Data Structures and Algorithms is a topic that inevitably comes up when learning how to program. When I was first introduced to this subject, I knew it was something that needed to be understood but I couldn’t quite figure out how to explain its relevance. It was too abstract and I didn’t have enough experience to truly appreciate its importance.

However, recently, I ran into a situation where I could understand its relevance in clearer terms. I wanted to share this example in this post where I realized the importance of choosing the correct data structure for the problem you’re trying to solve.

I’ve been working through some LeetCode problems in preparation for future whiteboarding challenges. Python is my go-to for these types of problems because the syntax is clear and easy to understand. Whenever I solve one of these problems, I sometimes will bring up the problem and solution to my girlfriend who also can write some Python.

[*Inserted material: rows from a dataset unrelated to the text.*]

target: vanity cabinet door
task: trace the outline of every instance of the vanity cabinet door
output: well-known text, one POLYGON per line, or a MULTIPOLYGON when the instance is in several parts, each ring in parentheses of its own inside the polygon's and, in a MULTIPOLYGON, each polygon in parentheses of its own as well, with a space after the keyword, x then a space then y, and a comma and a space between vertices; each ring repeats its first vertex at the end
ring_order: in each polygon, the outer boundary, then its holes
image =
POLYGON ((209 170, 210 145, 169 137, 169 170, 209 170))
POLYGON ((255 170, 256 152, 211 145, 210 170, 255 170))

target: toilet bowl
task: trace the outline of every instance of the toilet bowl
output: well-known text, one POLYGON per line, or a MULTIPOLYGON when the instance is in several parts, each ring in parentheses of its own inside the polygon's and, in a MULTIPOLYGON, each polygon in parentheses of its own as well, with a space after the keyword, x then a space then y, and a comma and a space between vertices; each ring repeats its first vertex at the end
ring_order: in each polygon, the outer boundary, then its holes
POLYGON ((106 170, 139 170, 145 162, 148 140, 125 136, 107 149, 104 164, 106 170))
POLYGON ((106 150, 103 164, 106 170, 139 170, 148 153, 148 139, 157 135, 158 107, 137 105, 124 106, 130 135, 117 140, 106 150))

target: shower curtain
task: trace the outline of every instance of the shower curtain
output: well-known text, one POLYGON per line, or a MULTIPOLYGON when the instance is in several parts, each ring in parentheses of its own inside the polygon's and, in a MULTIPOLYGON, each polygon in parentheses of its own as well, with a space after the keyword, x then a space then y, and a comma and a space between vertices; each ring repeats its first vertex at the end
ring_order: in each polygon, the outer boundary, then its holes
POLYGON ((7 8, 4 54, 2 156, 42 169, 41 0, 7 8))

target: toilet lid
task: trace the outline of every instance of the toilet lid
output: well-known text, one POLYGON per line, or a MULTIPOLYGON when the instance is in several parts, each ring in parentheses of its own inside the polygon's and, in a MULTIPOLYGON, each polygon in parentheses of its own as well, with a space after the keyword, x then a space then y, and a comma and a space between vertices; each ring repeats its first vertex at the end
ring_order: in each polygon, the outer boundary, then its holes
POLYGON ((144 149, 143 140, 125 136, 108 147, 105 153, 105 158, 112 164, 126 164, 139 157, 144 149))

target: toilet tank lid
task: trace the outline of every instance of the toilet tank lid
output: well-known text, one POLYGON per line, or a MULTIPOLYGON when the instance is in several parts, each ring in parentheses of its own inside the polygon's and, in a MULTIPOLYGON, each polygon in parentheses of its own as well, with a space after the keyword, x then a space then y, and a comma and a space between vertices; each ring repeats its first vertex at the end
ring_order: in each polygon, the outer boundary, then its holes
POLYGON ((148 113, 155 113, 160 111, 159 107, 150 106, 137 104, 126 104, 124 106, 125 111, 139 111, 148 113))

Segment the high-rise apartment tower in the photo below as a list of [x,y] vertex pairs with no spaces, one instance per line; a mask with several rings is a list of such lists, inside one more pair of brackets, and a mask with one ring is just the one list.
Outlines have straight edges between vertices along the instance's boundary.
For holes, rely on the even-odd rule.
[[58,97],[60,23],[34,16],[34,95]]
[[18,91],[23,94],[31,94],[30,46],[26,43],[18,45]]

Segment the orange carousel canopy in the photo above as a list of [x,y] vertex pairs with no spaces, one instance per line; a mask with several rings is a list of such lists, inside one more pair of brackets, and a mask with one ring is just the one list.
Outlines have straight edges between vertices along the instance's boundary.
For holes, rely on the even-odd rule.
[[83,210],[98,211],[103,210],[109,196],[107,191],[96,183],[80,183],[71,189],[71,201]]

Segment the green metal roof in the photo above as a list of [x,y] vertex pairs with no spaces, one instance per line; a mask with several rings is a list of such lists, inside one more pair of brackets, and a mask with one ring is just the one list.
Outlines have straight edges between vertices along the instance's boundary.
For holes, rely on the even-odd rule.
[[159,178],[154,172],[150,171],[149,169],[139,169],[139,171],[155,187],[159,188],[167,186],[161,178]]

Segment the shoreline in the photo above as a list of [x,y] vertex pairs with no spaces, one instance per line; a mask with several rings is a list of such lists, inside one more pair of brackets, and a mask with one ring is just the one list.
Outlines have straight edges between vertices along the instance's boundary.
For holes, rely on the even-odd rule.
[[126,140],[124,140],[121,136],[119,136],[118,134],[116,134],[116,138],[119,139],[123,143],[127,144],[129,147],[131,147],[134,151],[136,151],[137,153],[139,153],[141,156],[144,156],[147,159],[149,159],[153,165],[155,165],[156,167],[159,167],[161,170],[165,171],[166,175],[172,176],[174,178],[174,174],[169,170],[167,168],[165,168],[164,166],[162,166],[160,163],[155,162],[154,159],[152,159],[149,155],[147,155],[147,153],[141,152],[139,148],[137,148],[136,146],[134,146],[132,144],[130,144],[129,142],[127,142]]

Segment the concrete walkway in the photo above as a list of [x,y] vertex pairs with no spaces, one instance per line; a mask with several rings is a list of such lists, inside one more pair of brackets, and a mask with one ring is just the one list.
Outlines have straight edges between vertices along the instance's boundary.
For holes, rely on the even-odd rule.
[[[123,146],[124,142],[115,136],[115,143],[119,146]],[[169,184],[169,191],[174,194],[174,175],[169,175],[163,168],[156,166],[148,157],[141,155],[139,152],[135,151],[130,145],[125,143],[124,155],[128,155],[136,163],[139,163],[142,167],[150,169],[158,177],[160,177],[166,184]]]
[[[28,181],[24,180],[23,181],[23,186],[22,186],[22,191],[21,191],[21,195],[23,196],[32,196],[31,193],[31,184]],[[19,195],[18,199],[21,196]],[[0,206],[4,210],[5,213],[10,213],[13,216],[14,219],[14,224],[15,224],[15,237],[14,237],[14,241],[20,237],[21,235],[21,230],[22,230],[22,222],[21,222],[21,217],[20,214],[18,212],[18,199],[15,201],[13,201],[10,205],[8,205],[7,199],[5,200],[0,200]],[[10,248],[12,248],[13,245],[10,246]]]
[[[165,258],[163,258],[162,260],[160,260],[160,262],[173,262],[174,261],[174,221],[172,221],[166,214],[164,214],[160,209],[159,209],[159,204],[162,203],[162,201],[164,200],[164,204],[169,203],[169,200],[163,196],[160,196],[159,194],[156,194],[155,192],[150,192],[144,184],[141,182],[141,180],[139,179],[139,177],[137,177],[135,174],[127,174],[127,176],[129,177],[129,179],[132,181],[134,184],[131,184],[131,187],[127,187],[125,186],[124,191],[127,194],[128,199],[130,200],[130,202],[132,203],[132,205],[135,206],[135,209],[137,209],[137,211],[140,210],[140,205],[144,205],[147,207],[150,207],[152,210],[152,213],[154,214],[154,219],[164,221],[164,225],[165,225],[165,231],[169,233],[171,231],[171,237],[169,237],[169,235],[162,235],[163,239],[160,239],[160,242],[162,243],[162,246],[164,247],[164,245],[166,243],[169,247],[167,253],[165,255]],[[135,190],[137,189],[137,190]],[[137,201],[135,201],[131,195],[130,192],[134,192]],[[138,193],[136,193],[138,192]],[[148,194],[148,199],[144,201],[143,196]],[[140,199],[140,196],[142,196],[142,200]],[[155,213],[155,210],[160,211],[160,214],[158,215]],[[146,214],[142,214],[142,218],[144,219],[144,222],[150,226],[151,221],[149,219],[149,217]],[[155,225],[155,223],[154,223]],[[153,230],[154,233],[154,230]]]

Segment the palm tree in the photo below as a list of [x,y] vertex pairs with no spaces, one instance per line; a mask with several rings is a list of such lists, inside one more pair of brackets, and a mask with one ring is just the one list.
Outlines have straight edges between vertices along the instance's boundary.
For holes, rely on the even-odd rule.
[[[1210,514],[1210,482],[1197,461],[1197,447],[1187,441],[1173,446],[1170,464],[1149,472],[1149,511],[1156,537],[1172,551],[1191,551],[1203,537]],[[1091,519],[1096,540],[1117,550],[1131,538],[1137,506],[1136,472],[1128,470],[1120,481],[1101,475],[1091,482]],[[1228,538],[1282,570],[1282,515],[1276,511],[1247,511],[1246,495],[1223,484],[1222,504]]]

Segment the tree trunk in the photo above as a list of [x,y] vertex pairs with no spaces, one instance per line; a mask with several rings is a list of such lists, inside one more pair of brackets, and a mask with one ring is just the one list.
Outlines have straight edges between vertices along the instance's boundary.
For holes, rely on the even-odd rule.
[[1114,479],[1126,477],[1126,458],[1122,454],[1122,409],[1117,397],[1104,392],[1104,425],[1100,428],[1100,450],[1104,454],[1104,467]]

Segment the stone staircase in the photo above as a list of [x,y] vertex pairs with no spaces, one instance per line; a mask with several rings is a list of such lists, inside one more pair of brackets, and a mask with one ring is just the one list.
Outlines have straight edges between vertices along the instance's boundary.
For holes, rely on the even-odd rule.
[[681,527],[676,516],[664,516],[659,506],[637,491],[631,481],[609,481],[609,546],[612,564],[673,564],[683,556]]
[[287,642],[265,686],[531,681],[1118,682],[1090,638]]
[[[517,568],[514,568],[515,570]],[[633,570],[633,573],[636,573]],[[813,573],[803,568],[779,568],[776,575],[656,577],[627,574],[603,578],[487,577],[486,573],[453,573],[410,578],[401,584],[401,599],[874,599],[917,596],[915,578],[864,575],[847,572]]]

Here’s the LeetCode problem that inspired this post.

Contains Duplicate - Leetcode Link

Problem Statement: Given an array of integers, find if the array contains any duplicates. Your function should return true if any value appears at least twice in the array, and it should return false if every element is distinct.

My Solution

class Solution:
    def containsDuplicate(self, nums: List[int]) -> bool:
        tracker = {}

        for i in nums:
            if i not in tracker:
                tracker[i] = 1
            else:
                return True

        return False

The above code in plain english:

1. Create an empty dictionary which will be used to look up values
2. Loop through the list of integers that are passed into the function
3. If the element in the list of integers is not in the dictionary, set that element in the list as a key in the dictionary with the value of 1
4. If the element is already in the dictionary, return True as per the problem description because that means that element appeared twice
5. Continue doing #3 and #4 until we find a duplicate or we loop over the entire input
6. After going through the whole list of integers, if True was never returned, return False because none of the integers were duplicates

My solution passed 18/18 of the test cases on LeetCode.

When I shared my solution with my girlfriend, she asked me to explain why I used a dictionary instead of using a list as storage. I couldn’t explain why so she refactored my algorithm and that’s when we both learned something new.

Let’s take a look at her solution.

Girlfriend’s Solution

class Solution:
    def containsDuplicate(self, nums: List[int]) -> bool:
        tracker = []

        for i in nums:
            if i not in tracker:
                tracker.append(i)
            else:
                return True

        return False

The above code in plain english:

1. Create an empty list called “tracker” which will be used to lookup values
2. Loop through the list of integers that are passed into the function
3. If the element in the list is not in tracker, add that element into tracker
4. If the element is already in tracker, return True as per the problem description because that means that element appeared twice
5. Continue doing #3 and #4 until we find a duplicate or we loop over the entire input
6. After going through the whole list of integers, if True was never returned, return False because none of the integers were duplicates

This solution worked for 17/18 test cases on LeetCode but on the 18th one, the Time Limit was Exceeded and the problem was considered unsolved. We looked at each other with confused expressions when we saw that result. Her logic was practically the same but the algorithm took too long to process?

We examined the list that was used in the 18th test case and saw that it was a list of numbers starting at -24500 incrementing by +1. We knew that the logic “works” because 17/18 test cases were passed so we concluded that the size of the input was the problem. Something about this algorithm was handling a list of 24,500 integers too slowly.

So this is when it clicked for me. I learned that the underlying data structure behind a Python dictionary is a hash table. After googling around I came across the following.

If you could choose to store things that you’d want to look up later in a Python dictionary or in a Python list, which would you choose? It turns out that looking up items in a Python dictionary is much faster than looking up items in a Python list. If you search for a fixed number of keys, if you grow your haystack size (i.e. the size of the collection you’re searching through) by 10,000x from 1k entries to 10M entries, using a dict is over 5000x faster than using a list! (Source: Fluent Python by Luciano Ramalho)

Source: Jessica Yung’s Blog

After it’s all said and done, if I ever get asked why I used a dictionary to help with lookup values, I’ll be able to give an explanation. Even with the same logic, using the optimum data structure for the problem you’re trying to solve can result in better performance and time saved. This concept seems to be especially important when dealing with large amounts of data.

Creating a solution that works that you can’t explain is just as bad as developing a solution that doesn’t work at all.